Many RV parks still only provide a wifi hotspot in either the office or club house, if they have one. However, in the past two years, many RV parks have listened to the desire of the RV crowd and have started setting up wifi systems that can be used from just about any site in the RV park. (Hooray!) It is so nice to be able to sit in your RV or outside at the picnic table to check your emails, send replies, and even do some "surfing."
To many RVers, including us, those RV parks that insist on charging as much as $6/day for Internet access leave a very bitter taste in our mouths—and we usually do not return to those parks. Conversely, when we find a park with good wifi coverage at no charge— and good Internet connectivity—we smile ear-to-ear, enjoy our laptop, and always take the time to thank the manager for providing us with wifi.
The uses of a computer in your RV can go beyond simply sending and receiving emails. Many RVers hook up their computers to a GPS system that tells them where they are and how to get to their destination. For Full Timers and Extended Timers, the computer provides them with the ability to do on-line banking and, often more important, on-line bill paying.
With the advent of faster Internet connections at many RV parks, personal computers are being used for more and more tasks—such as updating a personal web site or blog, or sending pictures to family and friends.
Laptop computers are, by far, the computer of choice for RVers. They are small, light in weight, and have just as much computing power and hard drive storage as the big clunker that most of us have at home.

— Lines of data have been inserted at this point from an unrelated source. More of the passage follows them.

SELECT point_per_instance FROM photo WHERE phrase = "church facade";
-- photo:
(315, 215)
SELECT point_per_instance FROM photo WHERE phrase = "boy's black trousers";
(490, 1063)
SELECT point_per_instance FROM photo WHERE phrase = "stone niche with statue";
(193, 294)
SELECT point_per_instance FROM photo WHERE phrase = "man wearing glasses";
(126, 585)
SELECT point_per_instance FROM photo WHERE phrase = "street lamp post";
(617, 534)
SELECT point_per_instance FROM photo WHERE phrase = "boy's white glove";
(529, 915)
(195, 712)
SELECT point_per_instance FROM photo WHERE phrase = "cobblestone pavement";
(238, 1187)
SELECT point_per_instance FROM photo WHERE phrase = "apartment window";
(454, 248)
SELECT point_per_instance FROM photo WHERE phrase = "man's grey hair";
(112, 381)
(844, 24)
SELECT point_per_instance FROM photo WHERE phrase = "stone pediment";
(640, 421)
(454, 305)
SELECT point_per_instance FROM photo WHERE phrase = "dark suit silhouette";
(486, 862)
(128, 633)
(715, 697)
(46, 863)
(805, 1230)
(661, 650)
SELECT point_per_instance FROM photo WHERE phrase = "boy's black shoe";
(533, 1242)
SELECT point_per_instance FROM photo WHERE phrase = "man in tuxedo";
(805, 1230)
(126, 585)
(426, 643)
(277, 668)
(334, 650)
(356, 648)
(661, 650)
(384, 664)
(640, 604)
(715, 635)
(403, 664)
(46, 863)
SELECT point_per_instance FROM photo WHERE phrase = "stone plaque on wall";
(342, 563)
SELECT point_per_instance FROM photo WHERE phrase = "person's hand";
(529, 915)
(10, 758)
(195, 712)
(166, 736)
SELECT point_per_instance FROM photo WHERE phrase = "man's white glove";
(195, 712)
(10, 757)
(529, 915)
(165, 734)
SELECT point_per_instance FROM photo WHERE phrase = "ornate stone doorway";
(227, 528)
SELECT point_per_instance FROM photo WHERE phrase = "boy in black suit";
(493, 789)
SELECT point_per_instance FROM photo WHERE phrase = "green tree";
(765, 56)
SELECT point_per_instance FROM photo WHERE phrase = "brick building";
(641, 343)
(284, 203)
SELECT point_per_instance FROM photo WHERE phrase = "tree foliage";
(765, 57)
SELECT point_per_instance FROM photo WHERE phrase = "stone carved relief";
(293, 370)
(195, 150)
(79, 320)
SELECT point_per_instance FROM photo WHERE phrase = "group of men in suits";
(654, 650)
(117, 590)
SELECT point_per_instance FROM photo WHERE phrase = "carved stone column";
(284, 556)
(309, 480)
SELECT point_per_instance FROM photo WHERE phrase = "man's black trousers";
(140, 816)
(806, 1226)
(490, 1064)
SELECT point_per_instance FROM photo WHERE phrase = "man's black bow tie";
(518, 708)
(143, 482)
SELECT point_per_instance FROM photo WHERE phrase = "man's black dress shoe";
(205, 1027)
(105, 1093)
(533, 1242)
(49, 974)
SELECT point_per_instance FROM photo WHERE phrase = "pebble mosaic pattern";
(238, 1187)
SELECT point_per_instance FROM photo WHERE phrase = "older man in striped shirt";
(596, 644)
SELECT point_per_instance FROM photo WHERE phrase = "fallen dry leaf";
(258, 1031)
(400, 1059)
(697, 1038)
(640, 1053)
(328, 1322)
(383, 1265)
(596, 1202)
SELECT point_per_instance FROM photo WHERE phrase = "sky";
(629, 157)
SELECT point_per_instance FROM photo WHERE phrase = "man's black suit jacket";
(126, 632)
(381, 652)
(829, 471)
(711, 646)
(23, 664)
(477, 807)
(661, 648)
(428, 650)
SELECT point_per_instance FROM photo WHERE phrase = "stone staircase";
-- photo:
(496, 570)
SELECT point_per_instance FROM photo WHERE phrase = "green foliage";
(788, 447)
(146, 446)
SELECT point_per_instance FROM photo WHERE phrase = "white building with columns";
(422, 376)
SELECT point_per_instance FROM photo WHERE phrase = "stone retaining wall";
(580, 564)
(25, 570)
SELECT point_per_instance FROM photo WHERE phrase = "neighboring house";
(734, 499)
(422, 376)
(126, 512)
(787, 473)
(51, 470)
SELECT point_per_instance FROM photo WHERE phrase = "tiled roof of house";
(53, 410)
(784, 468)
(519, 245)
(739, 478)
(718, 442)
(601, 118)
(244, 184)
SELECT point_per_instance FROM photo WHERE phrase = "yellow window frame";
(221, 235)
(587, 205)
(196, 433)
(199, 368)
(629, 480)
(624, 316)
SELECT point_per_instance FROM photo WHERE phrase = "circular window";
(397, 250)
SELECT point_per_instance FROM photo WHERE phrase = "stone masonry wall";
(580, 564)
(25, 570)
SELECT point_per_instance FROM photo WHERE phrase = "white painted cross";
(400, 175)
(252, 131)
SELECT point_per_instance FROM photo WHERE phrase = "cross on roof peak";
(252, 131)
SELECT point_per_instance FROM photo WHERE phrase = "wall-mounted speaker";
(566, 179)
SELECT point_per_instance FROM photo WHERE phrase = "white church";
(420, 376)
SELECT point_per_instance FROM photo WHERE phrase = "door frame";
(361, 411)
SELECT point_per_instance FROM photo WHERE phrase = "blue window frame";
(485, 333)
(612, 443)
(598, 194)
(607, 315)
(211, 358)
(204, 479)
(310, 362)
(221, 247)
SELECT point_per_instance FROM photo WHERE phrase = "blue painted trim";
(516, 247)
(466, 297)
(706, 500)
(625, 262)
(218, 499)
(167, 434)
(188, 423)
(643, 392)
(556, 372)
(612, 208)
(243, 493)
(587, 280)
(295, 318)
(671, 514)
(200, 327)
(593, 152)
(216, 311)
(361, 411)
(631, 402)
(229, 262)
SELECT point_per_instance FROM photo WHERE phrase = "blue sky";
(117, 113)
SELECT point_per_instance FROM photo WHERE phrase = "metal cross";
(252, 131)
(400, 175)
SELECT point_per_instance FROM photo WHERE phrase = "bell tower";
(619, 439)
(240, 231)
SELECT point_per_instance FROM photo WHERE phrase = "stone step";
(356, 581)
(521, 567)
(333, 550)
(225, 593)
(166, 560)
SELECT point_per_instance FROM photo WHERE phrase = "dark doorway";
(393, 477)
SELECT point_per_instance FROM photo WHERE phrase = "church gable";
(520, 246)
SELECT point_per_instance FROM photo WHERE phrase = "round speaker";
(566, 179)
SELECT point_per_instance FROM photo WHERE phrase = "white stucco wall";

We have found that also having an Inkjet printer, integrated with a flat-bed scanner (we us it as a copier), and a card reader for our digital camera memory cards has been an invaluable asset as we travel.
Nowadays, even the low-cost laptop computers have just about all the features needed by an RVer.
Because the current crop of computers provides so much bang-for-the-buck, it is really not practical to upgrade an older model laptop computer. In today's market, you can buy a fully functional laptop anywhere from $500 to $1,500, with almost equivalent features and functionality. Visit two or three major electronic stores, and browse the Internet, before you make a choice.
It is just about impossible to find a new latop that comes with Windows XP (too bad). Windows Vista is the operating system that comes with almost all new computers these days. Being new, Windows Vista is still full of glitches, and the User interface is vastly different from the now familiar Windows XP operating system.
Try to find a laptop that comes with Windows Vista Premium and not Windows Vista Basic. (Yes, the new Windows Vista operating system comes in four different versions.)